SOURCE - Lettre à Nos Frères Prêtres - Lettre trimestrielle de liaison de la Fraternité Saint-Pie X avec le clergé de France - n°68 - décembre 2015

« L’état de nécessité »
L’état de nécessité, c’est le fait de manquer de quelque chose. Par exemple, je dois me rendre, pour un rendez-vous urgent, de Paris à Chartres. Les horaires de train ne conviennent pas, et je ne possède pas d’automobile. Je suis alors dans un certain état de nécessité. Mon voisin possède une voiture, il ne l’utilise pas ce jour-là, mais il refuse de me la prêter ou de me la louer. Puis-je lui prendre sa voiture contre son gré, en considérant que je suis dans la nécessité, et qu’antérieurement à la propriété privée, les biens terrestres ont été donnés pour l’utilité de tous les hommes?

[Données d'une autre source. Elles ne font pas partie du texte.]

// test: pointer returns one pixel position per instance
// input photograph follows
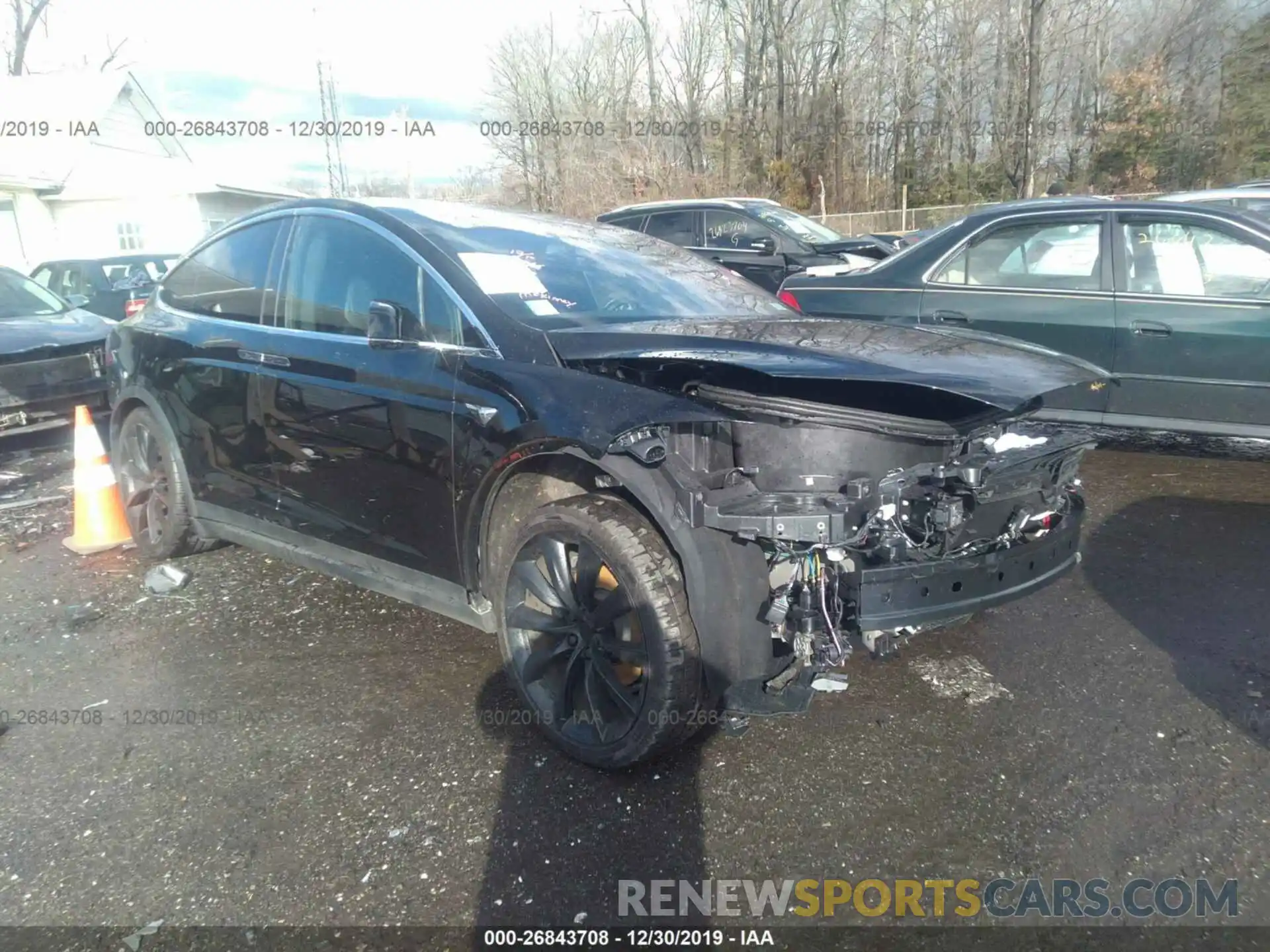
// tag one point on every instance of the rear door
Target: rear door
(1046, 280)
(361, 434)
(1193, 323)
(206, 368)
(746, 247)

Les cas d’état de nécessité étant nombreux, si tous suspendaient la propriété privée, cela ferait disparaître cette dernière, avec tous ses bienfaits pour le bien commun. Les théologiens ont donc précisé cette notion. Ils nous disent que seul le cas d’extrême nécessité, c’est-à-dire le péril de mort imminent, permet de se servir des biens du prochain, autant qu’il est nécessaire pour sauver sa vie ou celle de son prochain (par exemple, une mère pour son enfant). En ce cas précis, les biens terrestres retrouvent exceptionnellement leur statut primitif, afin de servir à tout homme.
Qui définit l’état d’extrême nécessité ?
Les moralistes rappellent que l’état d’extrême nécessité ne s’assimile pas à une nécessité commune, ni même à une nécessité simplement grave, mais bien à une nécessité extrême, extraordinaire, c’est-à-dire à un péril de mort imminent, ou à un autre dommage de même ampleur (perdre un membre, etc.). Les mêmes auteurs soulignent que dans ce cas d’extrême nécessité, on peut prendre ce qui est nécessaire à la survie, mais pas plus : la cessation ponctuelle de la propriété privée est uniquement relative à cet état d’extrême nécessité. Dans les autres cas, la propriété privée doit impérativement être respectée, pour des raisons graves de bien commun : autrement, la sécurité publique et la confiance mutuelle seraient en danger, ce qui constituerait un important dommage social. Bien entendu, les mêmes théologiens rappellent les devoirs de charité dans l’usage de la propriété privée : les possesseurs en sont gravement redevables devant Dieu. Toutefois, la charité n’est pas exigible en justice. Ce serait sans doute une charité que mon voisin me prête sa voiture : cependant, je ne puis l’exiger de lui.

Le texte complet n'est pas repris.